Thesis Workshop Worksheet
A thesis is a claim. It is a statement of the thing your paper is trying to show your own readers about a text you have read. Very often, the claim will be simple enough to express in a single sentence, and it will usually appear early on in the paper to give your readers a clear sense of the project of your paper. A good thesis is a claim that is strong. For our purposes, the best way to define a strong claim is to say it is a claim for which you can imagine an intelligent opposition. It is a claim that you actually feel you need to argue for, rather than a very obvious sort of claim or a report of your own reactions to a text (which you don't have to argue for at all). Remember, when you are producing a reading about a complex literary text like a novel, a poem, or a film the object of your argument will be to illuminate the text, to draw attention to some aspect of the work you think that the text is accomplishing. Once you have determined the detail or problem or element in a text that you want to draw your reader's attention to and argue about, your opposition will likely consist of those who would focus elsewhere because they don't grasp the importance of your focus, or who would draw different conclusions than you do from your own focus. The thesis names your paper's task, its project, its object, its focus. As you write your papers, it is a very good idea to ask yourself these questions from time to time: Does this quotation, does this argument, does this paragraph directly support my thesis in some way? If it doesn't you should probably delete it, because this likely means you have gotten off track. If you are drawn repeatedly away from what you have chosen as your thesis, ask yourself whether or not this signals that you really want to argue for some different thesis.
Part A. BRAINSTORM. Take fifteen minutes or so and write down fifteen to twenty claims you can make about your chosen text. Don't worry about whether these claims are "deep" or whether they are "interesting," just write down claims that you think are true about the text and be as clear and specific as you can manage.
Thesis Workshop Worksheet (Continued)
PART B. In small groups of two to three peers:
One. EDIT! Once the time is up, take fifteen minutes or so to share your claims with one another. Determine together which, if any, of your claims are not really about the text at all. For example, eliminate claims that say the text is "good," or "correct," or "effective" -- since these are really claims about the way you react to the text rather than claims about the text demanding argumentative support. Also eliminate claims that say the text is "wrong," or "incorrect," or "ineffective" since, again, these are really claims about you, or they are claims that will lead you to discuss some more general or tangential topic rather than remaining focused on the text itself. How many claims are you left with?

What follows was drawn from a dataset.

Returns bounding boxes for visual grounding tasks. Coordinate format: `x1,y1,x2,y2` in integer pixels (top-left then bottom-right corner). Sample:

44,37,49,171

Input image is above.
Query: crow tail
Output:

Two. ORGANIZE! Now, take another fifteen minutes or so to discuss the claims that remain. Do some of the claims seem conspicuously more interesting or more important than the others? Do some of the claims really say the same thing in different ways? Do these comparisons suggest ways to re-phrase claims to capture your intentions more forcefully? Do some of the claims make or rely on observations that might function well as support for other claims? Have other, more forceful, claims occurred to you as you have engaged in this process? Do some of the claims suggest lines of argument and support that seem more promising to you than others? This process of elimination, honing, ordering should leave each of you with three or so strong claims.
Thesis Workshop Worksheet (Continued)
PART A. You should now each have a two or three candidate claims for a thesis remaining (some of you may have similar claims by now). Now, for each of these possible thesis claims come up with the strongest or most obvious opposition to each thesis. For example, what would the opposite claim be to the one you are making? Or, might there be an element or detail in the text that initially seems to contradict the thrust of your claim? Devote ten minutes or so to this.
PART B. Read over these oppositions. Of course, you are likely to disagree with these claims since they are opposed to the ones you want to make yourself -- but can you imagine anyone actually making these oppositional claims about the text you have read? Be honest with each other about this, it is important. Take twenty minutes or so to make these determinations and discuss them.
If the opposition you have come up with seems vague or unintelligent or highly implausible this probably indicates that you need to sharpen up your own initial thesis. Is there a version of your thesis that is more focused and specific that retains the spirit of your claim but which provokes a more interesting opposition? What is it? What is its opposition?
If, on the contrary, the opposition you have written suddenly seems more compelling than the thesis itself this probably indicates that the stakes of your project, or possibly your whole take on the text itself, is different than you initially thought it was. Perhaps what you thought of as opposition to your thesis actually provides you with a stronger thesis and a new direction for your own paper. What is the strongest or most opposition to the new thesis you have adopted?
PART C. Now, quickly identify the best, strongest, most argumentatively promising thesis that results from this process for you personally, as well as what you take to be its most provocative opposition. Then in your groups, help one another identify two key details or elements in the text to which you could direct a reader's attention in an effort to support your individual theses, and also one detail or element you might use to circumvent its opposition (include page numbers). Take twenty minutes or so to do this.